Families have been torn apart by politics. What happens to them now?

Unlike 2016, when conflicts emerged over political choices, this time they centered on the result itself, even though officials have not seen any evidence of fraud. Polls since the election have found that large majorities of those who voted for Trump do not believe the election was fair. Large shares also say mail-in ballots were manipulated in favor of Joe Biden. But the situation is fluid, and interviews with voters showed substantial variation among Republicans, many of whom have their own stories of family loss.

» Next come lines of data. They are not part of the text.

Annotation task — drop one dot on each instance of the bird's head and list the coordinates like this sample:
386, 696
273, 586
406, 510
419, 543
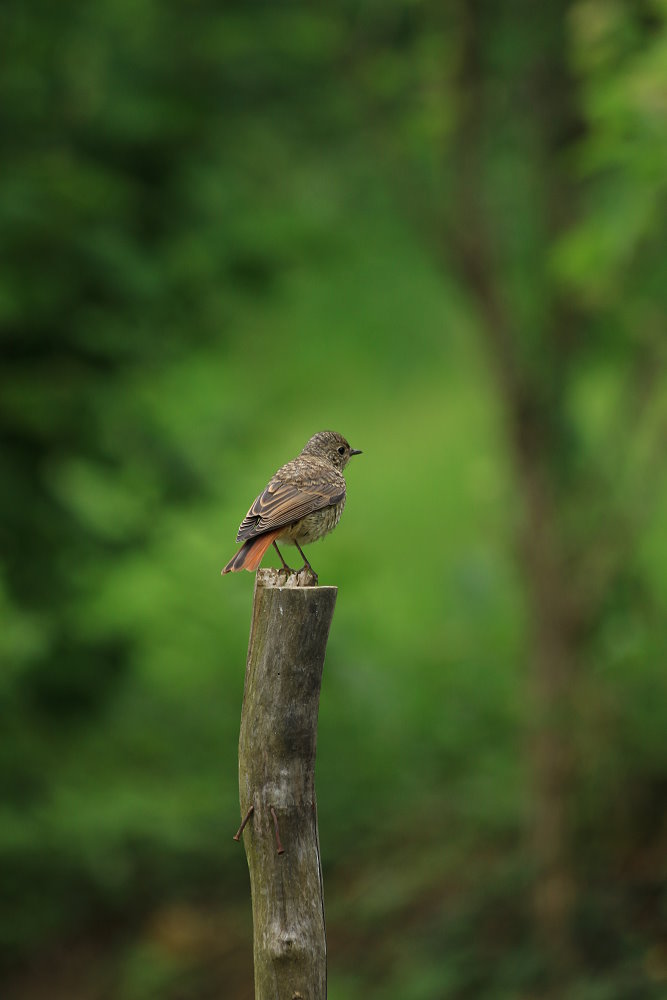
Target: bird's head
332, 446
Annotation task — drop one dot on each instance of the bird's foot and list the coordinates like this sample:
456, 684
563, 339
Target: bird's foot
307, 576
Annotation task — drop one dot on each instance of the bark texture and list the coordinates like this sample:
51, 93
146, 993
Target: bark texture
277, 746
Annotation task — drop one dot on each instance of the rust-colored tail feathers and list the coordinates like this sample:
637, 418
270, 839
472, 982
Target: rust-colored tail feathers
250, 555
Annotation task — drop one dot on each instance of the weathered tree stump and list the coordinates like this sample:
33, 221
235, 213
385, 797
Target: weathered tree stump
277, 746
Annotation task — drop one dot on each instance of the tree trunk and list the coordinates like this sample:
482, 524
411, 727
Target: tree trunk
277, 745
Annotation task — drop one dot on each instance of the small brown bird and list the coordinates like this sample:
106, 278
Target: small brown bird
303, 502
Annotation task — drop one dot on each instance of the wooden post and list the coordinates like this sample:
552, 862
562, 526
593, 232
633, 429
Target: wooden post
277, 744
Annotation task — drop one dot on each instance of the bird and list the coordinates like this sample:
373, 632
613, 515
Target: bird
302, 503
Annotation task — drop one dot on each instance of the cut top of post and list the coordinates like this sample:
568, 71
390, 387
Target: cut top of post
270, 578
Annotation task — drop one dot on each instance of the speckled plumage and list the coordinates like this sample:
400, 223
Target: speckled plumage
303, 501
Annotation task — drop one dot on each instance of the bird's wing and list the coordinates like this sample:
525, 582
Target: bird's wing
284, 502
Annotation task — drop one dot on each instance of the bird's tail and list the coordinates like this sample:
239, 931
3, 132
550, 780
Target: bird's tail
250, 555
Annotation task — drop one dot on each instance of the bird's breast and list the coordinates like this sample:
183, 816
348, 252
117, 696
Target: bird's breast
313, 526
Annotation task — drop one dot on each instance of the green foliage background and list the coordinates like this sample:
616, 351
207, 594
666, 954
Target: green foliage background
214, 243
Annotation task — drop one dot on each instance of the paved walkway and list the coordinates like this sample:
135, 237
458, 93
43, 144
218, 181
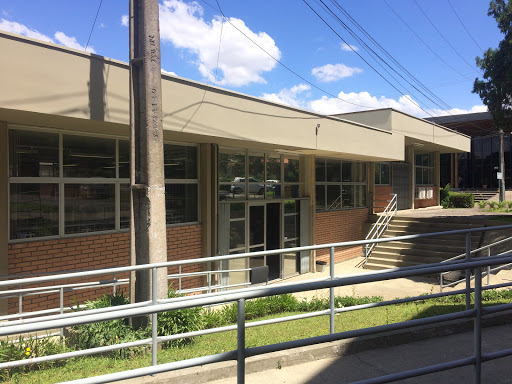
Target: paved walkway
384, 361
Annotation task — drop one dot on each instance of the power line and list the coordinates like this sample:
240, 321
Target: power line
361, 57
424, 43
391, 57
281, 63
470, 35
445, 39
93, 24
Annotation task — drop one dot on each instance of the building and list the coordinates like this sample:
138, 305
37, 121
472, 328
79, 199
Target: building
477, 169
242, 174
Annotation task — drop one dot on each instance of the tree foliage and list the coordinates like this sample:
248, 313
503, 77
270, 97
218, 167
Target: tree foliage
495, 88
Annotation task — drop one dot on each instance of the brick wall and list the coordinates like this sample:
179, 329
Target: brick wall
423, 203
382, 197
91, 252
338, 226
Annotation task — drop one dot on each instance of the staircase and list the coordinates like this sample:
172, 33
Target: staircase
422, 251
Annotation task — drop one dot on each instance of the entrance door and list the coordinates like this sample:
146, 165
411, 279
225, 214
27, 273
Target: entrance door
401, 184
265, 234
274, 239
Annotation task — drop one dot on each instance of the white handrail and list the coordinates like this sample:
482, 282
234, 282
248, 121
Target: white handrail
380, 226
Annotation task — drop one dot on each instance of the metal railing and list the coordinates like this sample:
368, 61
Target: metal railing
154, 306
380, 226
453, 276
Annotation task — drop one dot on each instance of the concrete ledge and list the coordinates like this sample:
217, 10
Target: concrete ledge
296, 356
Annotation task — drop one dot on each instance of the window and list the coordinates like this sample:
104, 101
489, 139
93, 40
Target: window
424, 169
382, 174
63, 184
340, 184
247, 175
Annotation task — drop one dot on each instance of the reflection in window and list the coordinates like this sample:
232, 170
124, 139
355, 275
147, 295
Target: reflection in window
382, 173
33, 154
345, 185
231, 165
180, 162
85, 156
124, 205
89, 208
34, 210
180, 203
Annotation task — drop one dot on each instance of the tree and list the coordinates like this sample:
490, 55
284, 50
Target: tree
495, 89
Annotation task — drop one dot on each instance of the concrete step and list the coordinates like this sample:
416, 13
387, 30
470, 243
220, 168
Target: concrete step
418, 252
439, 242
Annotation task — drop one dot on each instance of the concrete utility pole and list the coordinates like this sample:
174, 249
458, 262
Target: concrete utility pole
502, 167
148, 232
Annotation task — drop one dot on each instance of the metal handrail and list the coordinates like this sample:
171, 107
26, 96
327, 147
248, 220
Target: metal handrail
240, 296
380, 226
464, 255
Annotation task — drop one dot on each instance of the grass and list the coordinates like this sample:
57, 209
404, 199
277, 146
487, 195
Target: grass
256, 336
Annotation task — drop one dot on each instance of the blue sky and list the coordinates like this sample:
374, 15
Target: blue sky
443, 62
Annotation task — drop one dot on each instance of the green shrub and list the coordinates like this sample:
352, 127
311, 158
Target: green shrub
180, 321
28, 348
461, 200
444, 195
107, 332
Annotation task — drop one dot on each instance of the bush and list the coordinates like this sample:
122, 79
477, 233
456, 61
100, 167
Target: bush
180, 321
444, 195
28, 348
107, 332
461, 200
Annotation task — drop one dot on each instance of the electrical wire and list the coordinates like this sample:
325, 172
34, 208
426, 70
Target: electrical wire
470, 35
93, 24
366, 61
424, 43
445, 39
281, 63
440, 103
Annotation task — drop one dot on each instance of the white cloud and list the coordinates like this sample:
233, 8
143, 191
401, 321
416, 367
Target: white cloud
240, 61
70, 41
458, 111
349, 47
289, 96
59, 37
168, 72
334, 72
20, 29
361, 102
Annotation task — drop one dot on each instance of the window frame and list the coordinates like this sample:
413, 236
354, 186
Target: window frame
62, 181
327, 206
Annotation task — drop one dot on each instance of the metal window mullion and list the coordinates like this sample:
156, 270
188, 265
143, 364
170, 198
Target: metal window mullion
61, 186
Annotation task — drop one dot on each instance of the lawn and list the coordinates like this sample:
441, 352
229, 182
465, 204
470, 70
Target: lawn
256, 336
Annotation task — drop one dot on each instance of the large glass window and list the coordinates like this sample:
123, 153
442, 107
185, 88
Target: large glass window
33, 154
340, 184
84, 182
382, 173
85, 156
424, 169
34, 210
248, 175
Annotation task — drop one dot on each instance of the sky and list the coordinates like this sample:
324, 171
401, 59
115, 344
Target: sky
284, 52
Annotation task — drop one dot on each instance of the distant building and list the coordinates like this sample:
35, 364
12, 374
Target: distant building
478, 168
242, 174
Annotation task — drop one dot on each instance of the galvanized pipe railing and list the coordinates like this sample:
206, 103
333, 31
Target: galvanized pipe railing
381, 225
487, 273
152, 308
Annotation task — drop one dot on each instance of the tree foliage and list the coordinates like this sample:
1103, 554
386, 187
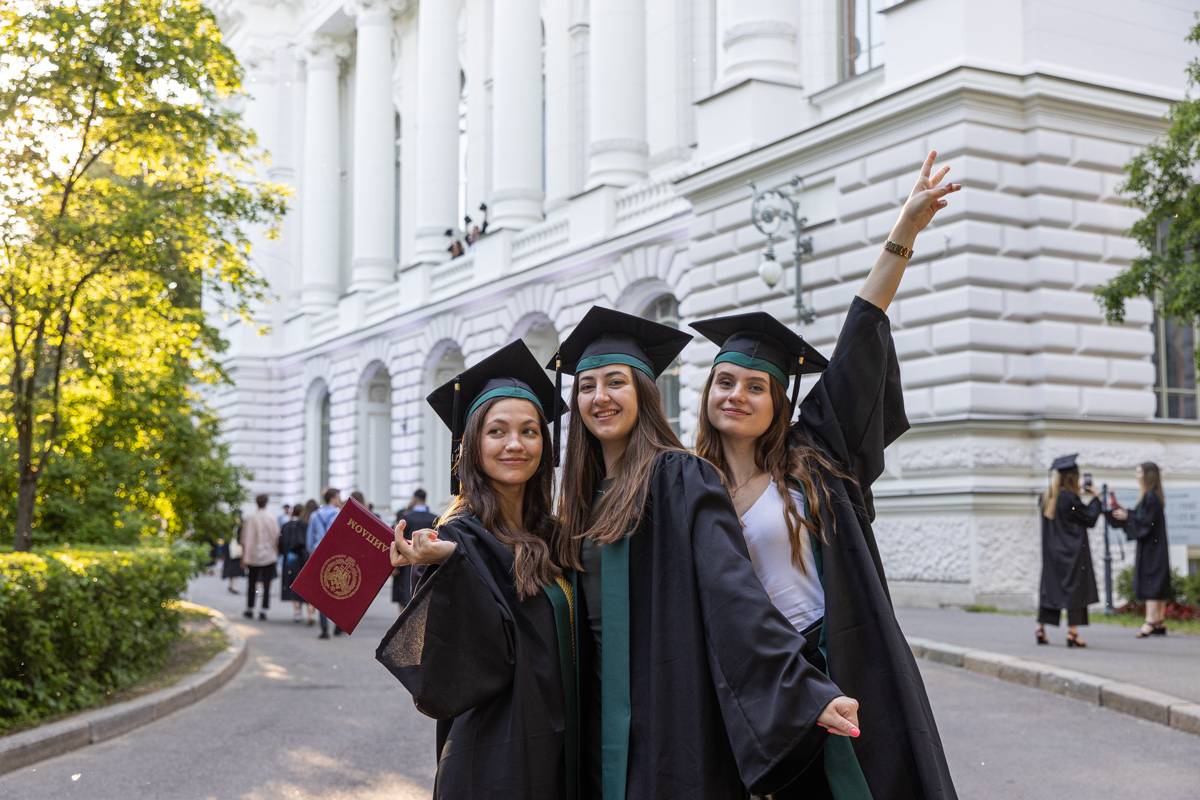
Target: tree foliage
1164, 182
127, 191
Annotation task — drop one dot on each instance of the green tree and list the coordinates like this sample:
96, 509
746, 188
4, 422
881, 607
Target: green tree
126, 190
1164, 182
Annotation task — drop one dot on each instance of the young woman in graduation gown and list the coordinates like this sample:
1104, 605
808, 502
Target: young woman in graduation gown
1068, 581
485, 645
803, 494
1146, 524
693, 684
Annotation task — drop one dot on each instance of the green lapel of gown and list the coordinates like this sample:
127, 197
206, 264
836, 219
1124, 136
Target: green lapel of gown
564, 617
843, 770
615, 668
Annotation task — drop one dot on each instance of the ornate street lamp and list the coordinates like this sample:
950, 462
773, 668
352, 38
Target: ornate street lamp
771, 210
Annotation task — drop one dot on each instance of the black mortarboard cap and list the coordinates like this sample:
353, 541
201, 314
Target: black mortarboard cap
605, 336
759, 341
1063, 463
513, 371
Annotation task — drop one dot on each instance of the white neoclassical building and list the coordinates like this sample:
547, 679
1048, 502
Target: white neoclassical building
613, 143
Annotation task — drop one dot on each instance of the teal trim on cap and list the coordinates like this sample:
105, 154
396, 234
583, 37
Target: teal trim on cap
750, 362
594, 361
505, 391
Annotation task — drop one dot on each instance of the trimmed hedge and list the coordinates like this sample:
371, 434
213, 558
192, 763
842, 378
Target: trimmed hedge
78, 624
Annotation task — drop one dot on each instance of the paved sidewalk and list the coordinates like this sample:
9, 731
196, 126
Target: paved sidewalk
1164, 663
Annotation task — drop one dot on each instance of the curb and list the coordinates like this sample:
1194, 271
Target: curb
90, 727
1127, 698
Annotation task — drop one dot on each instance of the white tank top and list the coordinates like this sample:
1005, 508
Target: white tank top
797, 594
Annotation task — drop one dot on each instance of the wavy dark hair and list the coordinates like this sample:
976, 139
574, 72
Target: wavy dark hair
621, 509
786, 456
533, 566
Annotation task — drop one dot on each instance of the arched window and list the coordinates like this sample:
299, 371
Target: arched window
316, 439
375, 439
436, 461
664, 310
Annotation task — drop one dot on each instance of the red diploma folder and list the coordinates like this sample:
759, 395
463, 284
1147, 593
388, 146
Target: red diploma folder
348, 567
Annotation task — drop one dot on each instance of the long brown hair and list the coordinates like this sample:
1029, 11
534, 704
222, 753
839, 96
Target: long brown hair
780, 458
1060, 481
1152, 477
621, 509
532, 564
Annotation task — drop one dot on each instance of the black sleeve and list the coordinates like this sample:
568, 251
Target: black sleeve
856, 409
1072, 509
1141, 519
453, 644
769, 695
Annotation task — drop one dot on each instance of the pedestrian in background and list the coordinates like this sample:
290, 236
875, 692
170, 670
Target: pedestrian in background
1068, 581
231, 554
318, 525
415, 516
1146, 524
293, 539
259, 552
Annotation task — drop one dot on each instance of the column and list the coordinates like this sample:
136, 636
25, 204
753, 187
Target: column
437, 127
516, 115
617, 145
373, 259
319, 204
757, 40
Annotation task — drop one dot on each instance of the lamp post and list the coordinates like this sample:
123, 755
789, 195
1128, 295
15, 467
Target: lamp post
771, 210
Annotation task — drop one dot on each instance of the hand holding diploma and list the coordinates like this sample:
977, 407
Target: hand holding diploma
425, 548
840, 717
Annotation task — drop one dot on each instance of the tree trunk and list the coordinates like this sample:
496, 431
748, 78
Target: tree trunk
27, 488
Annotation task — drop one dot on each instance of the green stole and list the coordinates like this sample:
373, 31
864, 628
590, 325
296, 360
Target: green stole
843, 770
615, 668
564, 617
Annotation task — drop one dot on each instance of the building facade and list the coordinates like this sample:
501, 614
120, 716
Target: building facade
613, 144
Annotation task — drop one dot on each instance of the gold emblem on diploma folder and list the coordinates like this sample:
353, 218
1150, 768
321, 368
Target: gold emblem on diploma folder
340, 577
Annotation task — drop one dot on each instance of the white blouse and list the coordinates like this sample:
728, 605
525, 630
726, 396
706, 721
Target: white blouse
797, 594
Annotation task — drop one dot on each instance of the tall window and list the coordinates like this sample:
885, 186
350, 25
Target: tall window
1175, 383
862, 35
665, 311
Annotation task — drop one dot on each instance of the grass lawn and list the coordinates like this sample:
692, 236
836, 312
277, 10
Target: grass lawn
201, 641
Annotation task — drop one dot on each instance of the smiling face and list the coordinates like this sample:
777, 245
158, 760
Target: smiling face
739, 402
607, 402
510, 441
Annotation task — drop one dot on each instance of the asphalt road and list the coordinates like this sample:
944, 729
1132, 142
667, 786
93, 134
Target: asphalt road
311, 720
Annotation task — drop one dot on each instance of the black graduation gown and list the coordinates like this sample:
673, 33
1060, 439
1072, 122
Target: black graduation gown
1146, 523
852, 414
1068, 579
489, 668
714, 695
292, 547
402, 577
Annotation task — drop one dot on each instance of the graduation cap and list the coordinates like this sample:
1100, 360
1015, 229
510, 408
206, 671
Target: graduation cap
605, 336
513, 371
759, 341
1065, 463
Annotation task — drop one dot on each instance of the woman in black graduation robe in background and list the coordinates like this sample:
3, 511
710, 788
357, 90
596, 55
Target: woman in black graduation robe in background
693, 685
1146, 524
1068, 581
827, 463
485, 645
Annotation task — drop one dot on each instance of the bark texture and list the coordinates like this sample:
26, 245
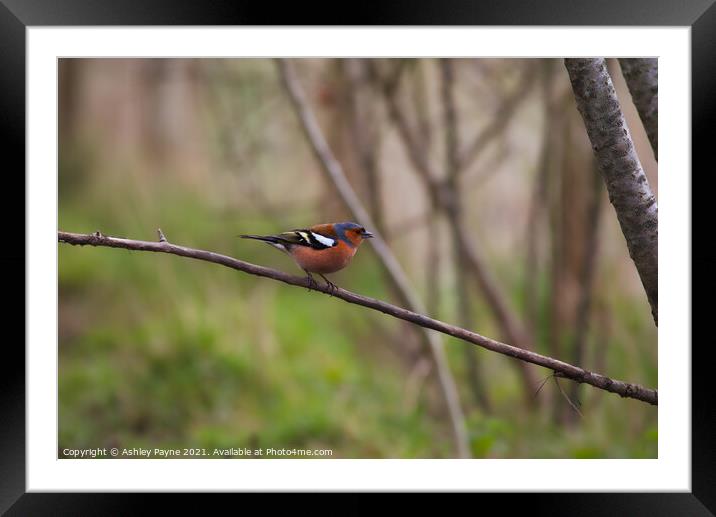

“I believe it was all on the up and up,” said William Hill, a lawyer in the Midwest, of the election. Mr. Hill voted for Mr. Trump, but said he believed that Mr. Biden “is not a bad guy. He’s not going to do something that’s going to harm the country. He’s just not.”

But the election result has not mended the rupture in his family. He said his sister, who lives in Seattle, blew up at him after he voted for Mr. Trump in 2016, and they haven’t spoken since. He said he has sent her and her wife a Christmas gift every year — a box of nuts from a local gourmet shop — but he has never heard back. The most recent news of her, he said, was a post on Facebook after the election agreeing with someone who said, “Why would we want to unify with those people?”

“It hurts,” said Mr. Hill, who is 50. He said his sister and her wife “are good people,” and it still baffles him that political differences could cost a relationship. “My daughter sees things completely differently than I do politically, but she still gives me a hug every night.”